Veterans4You, Inc. v. United States
As we explained in our opinion summary, this veterans case involved a dispute over use of the “printing mandate” in 44 U.S.C. § 501 to route a VA procurement of gun locks with information imprinted on the lock body through the Government Publishing Office. A unanimous panel reversed the Court of Federal Claim’s conclusion that the printing mandate applied in the case, finding instead that § 501 applies only to the production of written or graphic published materials. Check out the case page to see all our coverage of this case, including our argument preview and argument recap.

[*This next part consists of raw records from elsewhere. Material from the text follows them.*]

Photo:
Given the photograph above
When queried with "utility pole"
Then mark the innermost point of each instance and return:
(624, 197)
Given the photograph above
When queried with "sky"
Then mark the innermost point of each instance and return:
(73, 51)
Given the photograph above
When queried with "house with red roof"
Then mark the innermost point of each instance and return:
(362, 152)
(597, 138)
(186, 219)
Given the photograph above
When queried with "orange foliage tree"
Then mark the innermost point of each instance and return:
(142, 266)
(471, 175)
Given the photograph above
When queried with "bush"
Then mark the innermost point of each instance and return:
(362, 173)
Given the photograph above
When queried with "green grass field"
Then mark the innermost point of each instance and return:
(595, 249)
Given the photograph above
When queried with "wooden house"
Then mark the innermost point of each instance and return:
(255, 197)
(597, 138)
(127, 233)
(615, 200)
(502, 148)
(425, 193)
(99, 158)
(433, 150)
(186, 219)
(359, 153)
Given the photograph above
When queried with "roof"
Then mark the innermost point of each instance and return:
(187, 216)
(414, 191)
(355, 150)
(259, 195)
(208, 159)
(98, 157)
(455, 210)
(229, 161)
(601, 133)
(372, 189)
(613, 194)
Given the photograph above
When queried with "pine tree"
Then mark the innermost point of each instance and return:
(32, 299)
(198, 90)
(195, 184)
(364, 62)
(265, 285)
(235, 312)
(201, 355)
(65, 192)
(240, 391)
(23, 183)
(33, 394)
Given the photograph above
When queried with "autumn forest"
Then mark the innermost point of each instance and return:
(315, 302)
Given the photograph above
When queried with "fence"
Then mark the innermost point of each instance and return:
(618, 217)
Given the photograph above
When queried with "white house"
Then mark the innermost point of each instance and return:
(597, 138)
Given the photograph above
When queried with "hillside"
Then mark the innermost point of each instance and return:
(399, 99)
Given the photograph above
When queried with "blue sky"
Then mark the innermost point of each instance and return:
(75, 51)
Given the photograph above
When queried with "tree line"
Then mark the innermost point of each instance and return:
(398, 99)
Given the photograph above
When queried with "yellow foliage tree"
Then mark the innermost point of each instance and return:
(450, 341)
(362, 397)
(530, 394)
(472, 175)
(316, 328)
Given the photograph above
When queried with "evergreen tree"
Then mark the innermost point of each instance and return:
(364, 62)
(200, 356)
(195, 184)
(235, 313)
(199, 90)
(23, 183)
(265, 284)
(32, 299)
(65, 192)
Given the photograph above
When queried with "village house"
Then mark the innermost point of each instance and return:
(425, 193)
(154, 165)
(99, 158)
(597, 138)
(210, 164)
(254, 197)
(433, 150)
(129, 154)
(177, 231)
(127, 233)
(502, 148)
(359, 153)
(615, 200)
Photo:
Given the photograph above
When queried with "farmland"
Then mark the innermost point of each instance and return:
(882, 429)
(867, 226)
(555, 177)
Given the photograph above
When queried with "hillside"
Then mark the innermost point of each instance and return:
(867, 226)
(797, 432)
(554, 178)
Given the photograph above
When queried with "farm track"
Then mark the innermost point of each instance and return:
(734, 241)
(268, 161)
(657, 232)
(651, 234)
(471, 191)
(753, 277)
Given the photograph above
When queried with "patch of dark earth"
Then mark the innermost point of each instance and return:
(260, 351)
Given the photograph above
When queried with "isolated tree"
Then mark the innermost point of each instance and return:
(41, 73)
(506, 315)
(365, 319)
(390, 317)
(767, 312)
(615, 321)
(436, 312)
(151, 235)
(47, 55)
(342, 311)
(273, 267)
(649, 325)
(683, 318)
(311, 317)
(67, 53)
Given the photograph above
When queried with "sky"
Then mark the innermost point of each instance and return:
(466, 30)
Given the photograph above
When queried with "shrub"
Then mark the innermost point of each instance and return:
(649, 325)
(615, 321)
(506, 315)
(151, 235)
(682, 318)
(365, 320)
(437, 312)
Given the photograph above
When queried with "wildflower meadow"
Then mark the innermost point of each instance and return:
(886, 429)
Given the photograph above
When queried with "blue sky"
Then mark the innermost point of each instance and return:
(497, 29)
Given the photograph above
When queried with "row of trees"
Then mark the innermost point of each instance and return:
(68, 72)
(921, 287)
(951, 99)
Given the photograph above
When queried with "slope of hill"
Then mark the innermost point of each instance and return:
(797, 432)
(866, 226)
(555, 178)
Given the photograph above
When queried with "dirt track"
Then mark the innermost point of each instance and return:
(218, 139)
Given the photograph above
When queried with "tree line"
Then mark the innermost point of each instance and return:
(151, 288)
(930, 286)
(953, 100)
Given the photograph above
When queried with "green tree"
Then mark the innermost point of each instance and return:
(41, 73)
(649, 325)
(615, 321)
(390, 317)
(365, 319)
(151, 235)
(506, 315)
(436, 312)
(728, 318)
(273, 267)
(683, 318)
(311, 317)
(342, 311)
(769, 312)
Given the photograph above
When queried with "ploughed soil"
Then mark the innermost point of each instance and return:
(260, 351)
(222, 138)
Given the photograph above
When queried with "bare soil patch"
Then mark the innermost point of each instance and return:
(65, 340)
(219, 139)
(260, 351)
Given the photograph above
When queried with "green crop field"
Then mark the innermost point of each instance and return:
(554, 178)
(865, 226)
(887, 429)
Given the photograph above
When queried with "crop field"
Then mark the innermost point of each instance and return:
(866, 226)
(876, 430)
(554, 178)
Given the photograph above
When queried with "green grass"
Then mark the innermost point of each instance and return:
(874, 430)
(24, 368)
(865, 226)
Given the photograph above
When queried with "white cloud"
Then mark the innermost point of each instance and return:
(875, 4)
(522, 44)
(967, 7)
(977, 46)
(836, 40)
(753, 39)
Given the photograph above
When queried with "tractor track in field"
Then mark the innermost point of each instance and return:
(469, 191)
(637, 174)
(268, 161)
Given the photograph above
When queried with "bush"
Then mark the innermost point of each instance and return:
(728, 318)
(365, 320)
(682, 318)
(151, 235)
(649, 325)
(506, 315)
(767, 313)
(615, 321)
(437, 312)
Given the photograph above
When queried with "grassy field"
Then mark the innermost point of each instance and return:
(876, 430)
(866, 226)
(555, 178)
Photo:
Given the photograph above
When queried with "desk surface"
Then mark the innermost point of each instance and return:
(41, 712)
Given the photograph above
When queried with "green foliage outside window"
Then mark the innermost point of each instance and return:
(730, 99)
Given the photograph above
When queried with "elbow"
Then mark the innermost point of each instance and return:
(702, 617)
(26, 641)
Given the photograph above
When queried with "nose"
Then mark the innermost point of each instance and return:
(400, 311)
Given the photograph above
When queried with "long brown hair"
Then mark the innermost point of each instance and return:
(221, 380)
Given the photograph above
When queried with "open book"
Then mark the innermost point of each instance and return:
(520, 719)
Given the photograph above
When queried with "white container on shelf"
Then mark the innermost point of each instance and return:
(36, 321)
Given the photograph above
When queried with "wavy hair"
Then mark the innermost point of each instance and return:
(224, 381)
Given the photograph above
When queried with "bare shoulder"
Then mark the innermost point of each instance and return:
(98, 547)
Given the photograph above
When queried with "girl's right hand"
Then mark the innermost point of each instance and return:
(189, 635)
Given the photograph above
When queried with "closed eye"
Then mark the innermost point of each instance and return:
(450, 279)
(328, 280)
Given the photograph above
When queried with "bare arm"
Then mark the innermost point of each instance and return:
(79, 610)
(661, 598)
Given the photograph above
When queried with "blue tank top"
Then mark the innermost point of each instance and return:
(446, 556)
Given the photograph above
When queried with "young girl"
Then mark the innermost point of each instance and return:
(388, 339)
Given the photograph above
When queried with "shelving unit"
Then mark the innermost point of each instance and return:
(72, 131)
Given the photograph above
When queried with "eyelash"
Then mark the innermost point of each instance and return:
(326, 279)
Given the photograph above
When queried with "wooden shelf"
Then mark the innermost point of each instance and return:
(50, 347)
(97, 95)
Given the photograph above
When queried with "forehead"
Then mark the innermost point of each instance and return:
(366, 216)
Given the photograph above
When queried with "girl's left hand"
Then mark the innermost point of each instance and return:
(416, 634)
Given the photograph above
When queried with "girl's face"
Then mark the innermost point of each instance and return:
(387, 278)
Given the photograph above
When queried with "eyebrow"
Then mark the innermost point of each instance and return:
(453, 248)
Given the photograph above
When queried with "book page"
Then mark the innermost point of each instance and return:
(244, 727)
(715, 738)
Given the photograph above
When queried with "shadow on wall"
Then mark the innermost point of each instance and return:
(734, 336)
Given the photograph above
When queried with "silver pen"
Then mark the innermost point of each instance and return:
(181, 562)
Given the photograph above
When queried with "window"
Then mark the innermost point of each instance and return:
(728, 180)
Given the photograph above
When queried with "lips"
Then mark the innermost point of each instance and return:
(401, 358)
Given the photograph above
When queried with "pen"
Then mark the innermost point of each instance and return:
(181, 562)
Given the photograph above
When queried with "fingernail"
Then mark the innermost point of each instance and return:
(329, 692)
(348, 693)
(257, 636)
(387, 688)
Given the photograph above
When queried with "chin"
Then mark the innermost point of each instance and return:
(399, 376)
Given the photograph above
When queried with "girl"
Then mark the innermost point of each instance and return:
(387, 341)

SIPCO, LLC v. Emerson Electric Co.
In this case, SIPCO appeals a decision by the Patent Trial and Appeal Board that SIPCO’s patent claims are obvious and thus unpatentable. In its opening brief, SIPCO argues the decision should be reversed because (1) the Board improperly prevented SIPCO from obtaining a certificate of correction; (2) the Board declined to recognize the certificate that was issued by the Director of the Patent Office after the Final Written decision; (3) the Board based its obviousness decision “on the false premise that certain points were undisputed by SIPCO when, in fact, they were vigorously disputed;” and (4) the Board based its decision on new evidence not presented until the Petitioner’s reply.
In its response, Emerson asserts that the certificate of correction does not apply retroactively and thus it has no effect on the Board’s final decision. Further, Emerson argues, SIPCO forfeited review because it did not appeal the Board’s ruling that the certificate was not retroactive. Emerson also maintains that SIPCO is barred by collateral estoppel arising out of another patent held by SIPCO because the relevant claims are substantively identical.
In its reply, SIPCO emphasizes that Emerson did not show that the Board complied with the Administrative Procedure Act in preventing SIPCO from obtaining a certificate of correction. Further, SIPCO reasserts that effect should be given to the certificate because it was ultimately issued by the Director.
Most recently, the United States filed an amicus brief asserting that 35 U.S.C. § 255 and the USPTO’s issuance of the certificate of correction should have no effect on the court’s disposition. Instead, the government argues, the court should review the Board’s final decision based on the record that was before the Board.
Mobility Workx, LLC v. Unified Patents, LLC
In this case, Mobility Workx argues that post grant review proceedings violate the Due Process Clause of the Constitution. In response, Unified Patents argued that Mobility Workx waived its opportunity to appeal by not raising its arguments before the Board, and it further asserts that substantial evidence supports the Board’s factual findings.
Since our last update, Mobility Workx filed its reply brief. It first argues that it did not waive its right to appeal, as it would have been absurd to raise the issue of the PTAB’s propriety in the PTAB itself. Further, Mobility Workx emphasizes that the Director failed to negate the appearance of impropriety of the tie between the PTAB’s decisions and the revenue generated by these proceedings. Finally, Mobility Workx maintains that the PTAB’s decision is not supported by substantial evidence.